Carnaval aquece transações e aumenta a incidência de fraudes digitais em todo o país. Com o aumento do volume de pagamentos e negociações no período carnavalesco, criminosos aproveitam para aplicar golpes que resultam em perdas financeiras e transtornos para consumidores.
Golpes mais comuns no Carnaval
- Ingressos e abadás falsos — sites e perfis que imitam oficiais vendendo entradas inexistentes.

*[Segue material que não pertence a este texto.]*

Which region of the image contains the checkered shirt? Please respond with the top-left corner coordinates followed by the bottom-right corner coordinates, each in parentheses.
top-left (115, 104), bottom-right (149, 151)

- Pix e QR Codes adulterados — códigos trocados em pontos de venda, blocos de rua e com ambulantes.
- Falso aluguel de temporada — anúncios de imóveis inexistentes ou já alugados que pedem sinal antecipado.
- Clonagem de WhatsApp — recriação de perfil para pedir transferências a contatos.
- Deepfakes — uso de inteligência artificial para falsificar rostos e vozes em transações.
Como agem os criminosos
Segundo o advogado e professor Glebson Bezerra da Estácio, golpistas criam sites falsos que imitam plataformas oficiais e perfis falsos em redes sociais. Eles também usam engenharia social, se passando por amigos, familiares ou organizadores de eventos para exigir transferências urgentes via Pix. O uso de deepfakes para confirmar falsas identidades tem crescido e facilitado fraudes.
O que fazer se você for vítima
- Registre um boletim de ocorrência na delegacia mais próxima ou pela delegacia eletrônica do seu estado.
- Bloqueie cartões e contas bancárias imediatamente e contate o banco.
- Denuncie ao Procon e ao Banco Central.
- Monitore contas e e-mails e comunique a plataforma onde o golpe ocorreu.
Responsabilidade de plataformas e importância das provas
Glebson Bezerra explica que bancos, plataformas de pagamento e sites podem ser responsabilizados caso se comprove falha na segurança ou participação na cadeia de fornecimento. O Código de Defesa do Consumidor prevê, muitas vezes, responsabilidade objetiva se houver nexo causal e prejuízo comprovado.
Reúna o máximo de provas possíveis: comprovantes de pagamento, prints de conversas e anúncios, protocolos de atendimento e o boletim de ocorrência. Essas evidências são decisivas para ações administrativas e judiciais.
Dicas práticas para evitar golpes
- Verifique se o site usa HTTPS e exibe o cadeado de segurança no navegador.
- Desconfie de ofertas muito abaixo do preço de mercado.
- Confirme QR Codes com o vendedor e prefira pagamentos por aproximação em máquinas oficiais.
- Não compartilhe códigos de verificação nem PINs de aplicativos e ative autenticação em duas etapas.
- Ao negociar ingressos e hospedagem, prefira canais oficiais e pague apenas por meios rastreáveis.
Diante do aumento das fraudes no Carnaval, atenção e informação são essenciais. Praticar cuidados básicos de segurança digital ajuda a aproveitar a festa sem prejuízos financeiros ou dores de cabeça posteriores. Para informações sobre segurança em mensagens use WhatsApp com cautela e confira orientações das autoridades quando necessário.